Tool maintenance is another important part of fall gardening chores. Keeping your tools clean and properly stored during the winter will help to give them a long life and years of use. Some basic tips for keeping your garden tools clean include:
Spray them off with water before you store them to remove any dirt. If you can't remove the dirt with water, try lightly scrubbing off the dirt with a wire brush or a pumice stone. Set your tools out to dry before you store them or use a shop towel. I spray shovels and trowels with a light coat of silicone spray to protect them even more.
In addition to cleaning your garden tools, you should oil any moving parts on tools such as pruners and garden loppers.
Some people lubricate the wooden handles on their shovels and other tools. Because wooden handles are constantly exposed to harsh weather conditions and use, the wood can wear and start to splinter. Clean the wooden handles with water and let them dry. You may apply a coat of linseed oil and let the oil soak in before you use the tools again This should be easy as you are putting them up for the winter.
You may sharpen any tools that have a blade. For example, garden shears and pruners will work much better when kept sharp. A whetstone will work for pruners, lopper, shears, etc.

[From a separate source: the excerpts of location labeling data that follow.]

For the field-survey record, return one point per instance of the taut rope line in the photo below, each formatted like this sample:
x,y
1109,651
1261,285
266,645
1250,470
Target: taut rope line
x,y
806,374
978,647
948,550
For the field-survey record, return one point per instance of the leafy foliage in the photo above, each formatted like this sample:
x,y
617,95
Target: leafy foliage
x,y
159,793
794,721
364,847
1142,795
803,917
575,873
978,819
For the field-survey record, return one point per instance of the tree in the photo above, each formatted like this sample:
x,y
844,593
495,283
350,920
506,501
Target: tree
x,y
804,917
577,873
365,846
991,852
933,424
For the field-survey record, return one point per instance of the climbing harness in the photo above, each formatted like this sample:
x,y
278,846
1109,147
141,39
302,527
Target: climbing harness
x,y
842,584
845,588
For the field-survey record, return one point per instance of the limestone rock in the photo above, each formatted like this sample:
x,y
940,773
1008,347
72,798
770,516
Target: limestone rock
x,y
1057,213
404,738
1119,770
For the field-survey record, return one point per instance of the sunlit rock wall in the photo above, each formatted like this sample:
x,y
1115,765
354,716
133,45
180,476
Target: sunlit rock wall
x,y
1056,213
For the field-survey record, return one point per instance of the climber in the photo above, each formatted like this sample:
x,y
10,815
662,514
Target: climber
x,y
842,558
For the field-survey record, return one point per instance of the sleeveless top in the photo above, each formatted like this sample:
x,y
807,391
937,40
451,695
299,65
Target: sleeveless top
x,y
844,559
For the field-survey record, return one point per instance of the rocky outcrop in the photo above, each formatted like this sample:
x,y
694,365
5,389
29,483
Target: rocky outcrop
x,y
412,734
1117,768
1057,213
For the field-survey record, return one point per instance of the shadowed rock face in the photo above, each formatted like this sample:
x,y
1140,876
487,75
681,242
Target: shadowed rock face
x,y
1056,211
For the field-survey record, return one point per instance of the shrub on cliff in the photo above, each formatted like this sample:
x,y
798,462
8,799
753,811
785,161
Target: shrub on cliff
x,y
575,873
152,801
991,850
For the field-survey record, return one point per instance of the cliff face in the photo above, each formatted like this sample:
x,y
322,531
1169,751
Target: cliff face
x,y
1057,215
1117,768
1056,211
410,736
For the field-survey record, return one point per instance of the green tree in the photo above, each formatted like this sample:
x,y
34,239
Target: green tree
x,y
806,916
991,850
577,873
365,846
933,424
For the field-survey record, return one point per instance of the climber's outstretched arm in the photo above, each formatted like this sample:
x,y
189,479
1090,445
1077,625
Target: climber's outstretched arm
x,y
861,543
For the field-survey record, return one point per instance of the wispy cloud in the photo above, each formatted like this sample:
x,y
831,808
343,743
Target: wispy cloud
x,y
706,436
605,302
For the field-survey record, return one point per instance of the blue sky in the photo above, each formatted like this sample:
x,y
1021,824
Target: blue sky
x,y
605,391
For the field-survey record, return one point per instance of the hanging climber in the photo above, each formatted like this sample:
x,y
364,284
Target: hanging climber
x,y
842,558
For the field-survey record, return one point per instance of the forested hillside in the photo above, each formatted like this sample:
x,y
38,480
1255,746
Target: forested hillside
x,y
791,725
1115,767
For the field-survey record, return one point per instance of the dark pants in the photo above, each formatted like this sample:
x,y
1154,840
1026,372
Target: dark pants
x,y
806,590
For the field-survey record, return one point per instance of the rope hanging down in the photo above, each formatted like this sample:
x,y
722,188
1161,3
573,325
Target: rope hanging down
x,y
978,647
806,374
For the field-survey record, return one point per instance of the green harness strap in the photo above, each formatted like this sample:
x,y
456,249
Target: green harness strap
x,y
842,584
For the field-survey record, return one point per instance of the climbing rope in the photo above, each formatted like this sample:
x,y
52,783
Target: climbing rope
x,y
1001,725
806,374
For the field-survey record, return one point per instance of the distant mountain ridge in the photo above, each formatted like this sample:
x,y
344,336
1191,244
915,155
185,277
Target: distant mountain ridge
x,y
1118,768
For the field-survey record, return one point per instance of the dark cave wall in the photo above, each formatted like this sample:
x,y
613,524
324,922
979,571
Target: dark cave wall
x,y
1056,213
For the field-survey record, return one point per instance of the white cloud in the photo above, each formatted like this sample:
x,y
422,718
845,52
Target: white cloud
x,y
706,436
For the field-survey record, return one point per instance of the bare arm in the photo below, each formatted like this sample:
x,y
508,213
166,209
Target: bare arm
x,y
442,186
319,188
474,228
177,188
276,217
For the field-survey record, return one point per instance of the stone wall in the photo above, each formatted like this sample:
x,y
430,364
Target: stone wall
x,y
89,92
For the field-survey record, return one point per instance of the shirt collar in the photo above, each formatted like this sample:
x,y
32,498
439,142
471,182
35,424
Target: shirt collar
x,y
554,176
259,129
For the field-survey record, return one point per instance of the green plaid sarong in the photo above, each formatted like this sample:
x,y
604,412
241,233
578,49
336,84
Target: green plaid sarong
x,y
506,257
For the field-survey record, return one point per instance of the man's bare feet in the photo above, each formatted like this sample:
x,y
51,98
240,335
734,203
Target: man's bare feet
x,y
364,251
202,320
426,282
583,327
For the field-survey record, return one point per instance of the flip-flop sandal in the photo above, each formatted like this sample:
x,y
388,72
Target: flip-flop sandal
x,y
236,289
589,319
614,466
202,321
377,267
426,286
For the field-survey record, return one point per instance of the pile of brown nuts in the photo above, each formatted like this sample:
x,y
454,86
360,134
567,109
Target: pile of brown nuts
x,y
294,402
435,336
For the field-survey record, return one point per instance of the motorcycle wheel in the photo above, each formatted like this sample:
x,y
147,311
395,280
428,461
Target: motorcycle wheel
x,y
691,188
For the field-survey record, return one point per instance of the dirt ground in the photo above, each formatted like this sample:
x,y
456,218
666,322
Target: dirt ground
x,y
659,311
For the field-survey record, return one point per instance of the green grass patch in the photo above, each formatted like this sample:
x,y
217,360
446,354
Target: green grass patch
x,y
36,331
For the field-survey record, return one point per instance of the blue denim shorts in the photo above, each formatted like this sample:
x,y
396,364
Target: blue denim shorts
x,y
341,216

Sharpen the edges of hoes, shovels, and trowels with a file, always move the file in the same direction (away from you) as you sharpen. Keep the angle as even as possible. If you have questions about sharpening your tools, ask a professional how to do it.
Clean your power tools including your lawn mower, tiller and leaf shredder. I recommend washing with soap and water. A wire brush will help you remove any dirt and debris that won't come off with water. Remember to let your power tools dry thoroughly before storing them. Aside from cleaning them, run them until the gas tank is dry or at least add a gas stabilizer to the tank to keep the gas fresh until next season.
Another important winter task is to disconnect your garden hoses and empty them. Water expands as it freezes and can damage hoses if not emptied.
Performing these tasks now will help ensure you are ready to go early next season.